La vida de María estuvo también marcada por otros momentos de fidelidad cotidiana que no se recogen en el Evangelio. Posiblemente su día a día transcurrió como el de la mayoría de mujeres de su época. Y fue en esas tareas comunes a las de su gente donde también cumplió la voluntad de Dios. Santificó lo pequeño y lo grande que cada día trae consigo, lo que a simple vista tenía poco valor pero a la vez mucho para nosotros. Supo poner amor en todo lo que realizaba. «Un amor llevado hasta el extremo, hasta el olvido completo de sí misma, contenta de estar allí, donde la quiere Dios, y cumpliendo con esmero la voluntad divina. Eso es lo que hace que el más pequeño gesto suyo, no sea nunca banal, sino que se manifieste lleno de contenido»[6].
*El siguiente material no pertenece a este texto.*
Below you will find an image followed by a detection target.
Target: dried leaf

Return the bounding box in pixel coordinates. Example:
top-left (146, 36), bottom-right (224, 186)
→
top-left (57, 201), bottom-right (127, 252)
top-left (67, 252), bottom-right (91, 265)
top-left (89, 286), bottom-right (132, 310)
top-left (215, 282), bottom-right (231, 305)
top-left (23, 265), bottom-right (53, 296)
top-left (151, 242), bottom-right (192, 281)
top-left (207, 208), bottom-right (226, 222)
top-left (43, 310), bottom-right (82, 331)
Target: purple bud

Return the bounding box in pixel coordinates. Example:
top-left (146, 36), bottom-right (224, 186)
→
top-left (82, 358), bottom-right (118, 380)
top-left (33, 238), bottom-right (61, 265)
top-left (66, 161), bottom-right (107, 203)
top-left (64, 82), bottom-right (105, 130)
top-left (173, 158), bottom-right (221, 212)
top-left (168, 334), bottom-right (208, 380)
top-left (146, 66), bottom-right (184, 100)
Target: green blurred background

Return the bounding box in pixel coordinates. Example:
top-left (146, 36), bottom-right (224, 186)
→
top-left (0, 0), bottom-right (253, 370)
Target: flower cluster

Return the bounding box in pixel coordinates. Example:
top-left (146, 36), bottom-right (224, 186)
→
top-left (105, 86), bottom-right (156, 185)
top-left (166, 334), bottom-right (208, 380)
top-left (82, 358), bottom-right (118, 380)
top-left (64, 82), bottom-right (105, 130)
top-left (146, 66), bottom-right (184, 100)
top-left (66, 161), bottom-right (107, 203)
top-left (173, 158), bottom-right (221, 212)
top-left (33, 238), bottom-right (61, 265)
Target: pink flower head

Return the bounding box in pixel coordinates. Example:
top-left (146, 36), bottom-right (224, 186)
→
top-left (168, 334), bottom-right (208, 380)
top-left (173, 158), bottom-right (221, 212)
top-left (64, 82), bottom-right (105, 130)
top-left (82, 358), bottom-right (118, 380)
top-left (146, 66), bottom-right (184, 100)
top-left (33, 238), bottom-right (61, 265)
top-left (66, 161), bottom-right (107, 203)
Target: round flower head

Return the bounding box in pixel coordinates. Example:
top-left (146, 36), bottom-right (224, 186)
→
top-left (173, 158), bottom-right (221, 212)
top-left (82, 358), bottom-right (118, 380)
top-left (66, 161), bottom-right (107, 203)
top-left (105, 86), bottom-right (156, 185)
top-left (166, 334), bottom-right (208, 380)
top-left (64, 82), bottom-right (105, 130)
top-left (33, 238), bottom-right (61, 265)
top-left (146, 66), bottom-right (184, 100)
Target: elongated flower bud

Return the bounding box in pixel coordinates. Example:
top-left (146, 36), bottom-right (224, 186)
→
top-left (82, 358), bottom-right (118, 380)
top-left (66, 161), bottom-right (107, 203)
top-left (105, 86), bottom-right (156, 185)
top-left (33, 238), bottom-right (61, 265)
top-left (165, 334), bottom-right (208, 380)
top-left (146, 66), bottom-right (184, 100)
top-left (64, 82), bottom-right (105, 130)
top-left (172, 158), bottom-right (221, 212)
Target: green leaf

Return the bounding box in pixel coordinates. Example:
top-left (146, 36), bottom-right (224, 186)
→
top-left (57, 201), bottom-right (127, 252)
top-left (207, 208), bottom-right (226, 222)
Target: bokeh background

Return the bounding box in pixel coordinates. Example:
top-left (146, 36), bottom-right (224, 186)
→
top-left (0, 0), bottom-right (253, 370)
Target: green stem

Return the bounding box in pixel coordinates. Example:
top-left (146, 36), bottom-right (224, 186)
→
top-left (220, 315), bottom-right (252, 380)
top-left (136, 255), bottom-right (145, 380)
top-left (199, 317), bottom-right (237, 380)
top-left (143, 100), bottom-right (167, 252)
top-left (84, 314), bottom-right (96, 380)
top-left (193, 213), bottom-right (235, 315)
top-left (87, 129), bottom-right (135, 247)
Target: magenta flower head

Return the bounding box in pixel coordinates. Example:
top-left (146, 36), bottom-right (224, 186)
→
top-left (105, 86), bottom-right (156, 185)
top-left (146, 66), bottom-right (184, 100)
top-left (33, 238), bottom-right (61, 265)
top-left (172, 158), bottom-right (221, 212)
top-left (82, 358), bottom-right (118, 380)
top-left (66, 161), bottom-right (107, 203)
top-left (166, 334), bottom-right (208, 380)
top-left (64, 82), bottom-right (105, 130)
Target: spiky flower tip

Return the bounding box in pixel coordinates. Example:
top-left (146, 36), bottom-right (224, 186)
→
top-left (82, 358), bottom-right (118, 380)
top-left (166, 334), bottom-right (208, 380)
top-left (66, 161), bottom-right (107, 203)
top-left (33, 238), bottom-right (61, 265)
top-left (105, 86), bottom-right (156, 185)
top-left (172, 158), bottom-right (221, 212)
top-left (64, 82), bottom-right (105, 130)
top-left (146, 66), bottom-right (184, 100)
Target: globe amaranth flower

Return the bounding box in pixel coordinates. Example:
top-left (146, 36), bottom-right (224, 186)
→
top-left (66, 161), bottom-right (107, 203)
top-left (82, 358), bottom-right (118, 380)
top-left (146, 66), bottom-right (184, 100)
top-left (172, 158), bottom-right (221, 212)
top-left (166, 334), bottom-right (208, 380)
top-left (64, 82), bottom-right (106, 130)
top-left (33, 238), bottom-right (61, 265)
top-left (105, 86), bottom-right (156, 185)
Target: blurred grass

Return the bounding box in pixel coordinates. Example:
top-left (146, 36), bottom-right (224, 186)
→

De este modo, se realizaba lo que Jesús diría más tarde a sus discípulos: «Quien es fiel en lo poco también es fiel en lo mucho» (Lc 16,10). Desde que María fue presentada en el Templo, toda su vida giró en torno a Dios. Y gracias a esa fidelidad en lo pequeño, vivida bajo la acción del Espíritu Santo, María supo ser fiel también en lo grande.